The RA's heroic project to create knockout mutants of every gene in the H. influenzae competence regulon has turned up one big surprise - the HI0659 gene. This small cytoplasmic protein, whose mRNA was induced about 25-fold in competent cells in our old microarray experiments, turns out to be essential for competence. The knockout mutant doesn't detectably take up DNA and produces no transformants.
The first question to consider (and maybe to answer) is whether this protein plays an essential mechanistic role in DNA uptake or has a regulatory function that's needed for effective expression of the other genes. It's only 98 amino acids long, and most of that is a single helix-turn-helix (HTH) domain (see figure). HTH domains typically regulate gene expression by binding to specific DNA sequences, but they usually are only part of larger proteins whose activities are in turn regulated by other effectors such as sugars and amino acids. But HI0659 doesn't have much room for other interactions, decreasing the likelihood of a regulatory function. On the other hand, the protein doesn't have much room for DNA uptake functions either. And it doesn't have any targeting signals that would send it into the cell envelope.
The postdoc speculates that it might bind RNA rather than DNA, perhaps interacting with sxy mRNA. Apparently some HTH motifs do bind RNA. But ssRNA has a very different structure than dsDNA, so I wonder if what these motifs bind is actually dsRNA.
One thing the microarray summary doesn't tell us is the basal level of HI0659 mRNA expression. This is of interest because, if it's a regulator of competence that's needed for expression of the other genes in the CRP-S regulon, it should be active before they come on. Maybe it's active constitutively at a moderate level, and induced even higher in competent cells.
It's just downstream of HI0660, another tiny protein with no known function. HI0660 is even less conserved than I0659, and knockouts of it have normal competence. Surprisingly, the 'marked' knockout of HI0659 (the same deletion with an inserted SpcR cassette) retains some competence.
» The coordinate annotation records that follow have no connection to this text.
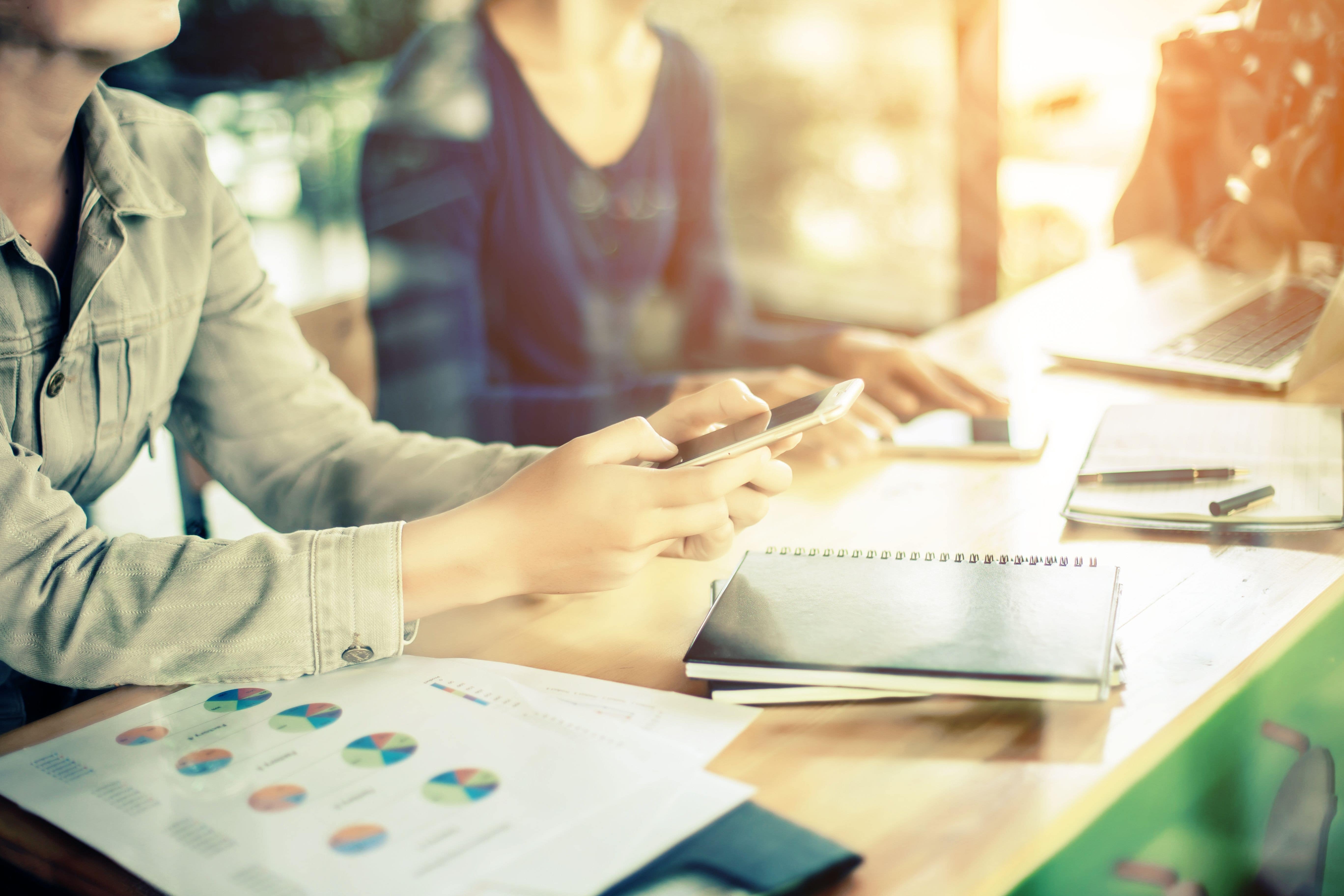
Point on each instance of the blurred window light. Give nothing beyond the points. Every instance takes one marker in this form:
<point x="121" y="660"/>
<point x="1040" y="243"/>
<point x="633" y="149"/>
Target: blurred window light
<point x="269" y="190"/>
<point x="873" y="164"/>
<point x="838" y="234"/>
<point x="812" y="42"/>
Here's a graphic of HI0660 and HI0659 aligned with homologs. I asked the database to find homologs in other Pasturellacean species (H. ducreyi, Mannheimia succinoproducens, Pasteurella multocida) but none were found even though I lowered the % similarity cutoff to 30% from the default 40%. This is a bit surprising, because A. pleuropneumoniae is a more distant relative than M. succinoproducens and P. multocida. The operon is also in M. haemolytica, a close relative of A. pleuropneumoniae not shown in the figure, and I think the grad student who did the analysis also found that it has a CRP-S promoter in these species.
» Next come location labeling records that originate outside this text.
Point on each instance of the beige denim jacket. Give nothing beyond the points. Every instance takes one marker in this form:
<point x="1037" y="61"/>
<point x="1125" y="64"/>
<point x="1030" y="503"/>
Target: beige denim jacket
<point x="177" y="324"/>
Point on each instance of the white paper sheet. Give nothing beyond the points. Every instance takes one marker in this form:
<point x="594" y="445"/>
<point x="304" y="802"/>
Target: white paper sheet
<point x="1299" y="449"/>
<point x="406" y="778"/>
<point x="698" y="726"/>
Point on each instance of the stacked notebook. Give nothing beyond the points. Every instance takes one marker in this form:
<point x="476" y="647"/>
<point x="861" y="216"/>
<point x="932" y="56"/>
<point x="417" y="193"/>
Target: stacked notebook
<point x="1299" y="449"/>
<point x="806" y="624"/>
For the CIHR proposal we're going to propose to do 'RNA-seq' of the HI0659 knockout and controls, to look for changes in the mRNA population. RNA-seq is the shorthand term for measuring the abundances of all a cell's transcripts by doing deep sequencing of a cDNA prep. It's pretty straightforward; the only big problem is avoiding wasteful sequencing of ribosomal RNAs, which are by far the most abundant RNAs in bacterial cells, but the postdoc says there's a good kit for that.
Before doing this we should confirm that the HI0659 mutation we've made is responsible for the competence defect we see by 'backcrossing' the unmarked mutation into a clean genetic background,. This would be much easier if the mutation is closely linked to a marker we can select for. We could instead transform it into the marked HI0660 knockout and screen for loss of SpcR; in principle this wouldn't be as efficient as selection but it might be easier.
The RNA-seq experiment will be useful in other ways. Because the genome (and transcriptome) are small, we can afford to include lots of controls. At a minimum we'll do wildtype and mutant cells in log phase and after competence induction, but we might also include crp and sxy mutants, and maybe even one or more of the mysterious hypercompetence mutants of HI1133 (murE). This analysis will complement our previous microarray analysis, putting our identification of competence-regulated genes on a very solid foundation.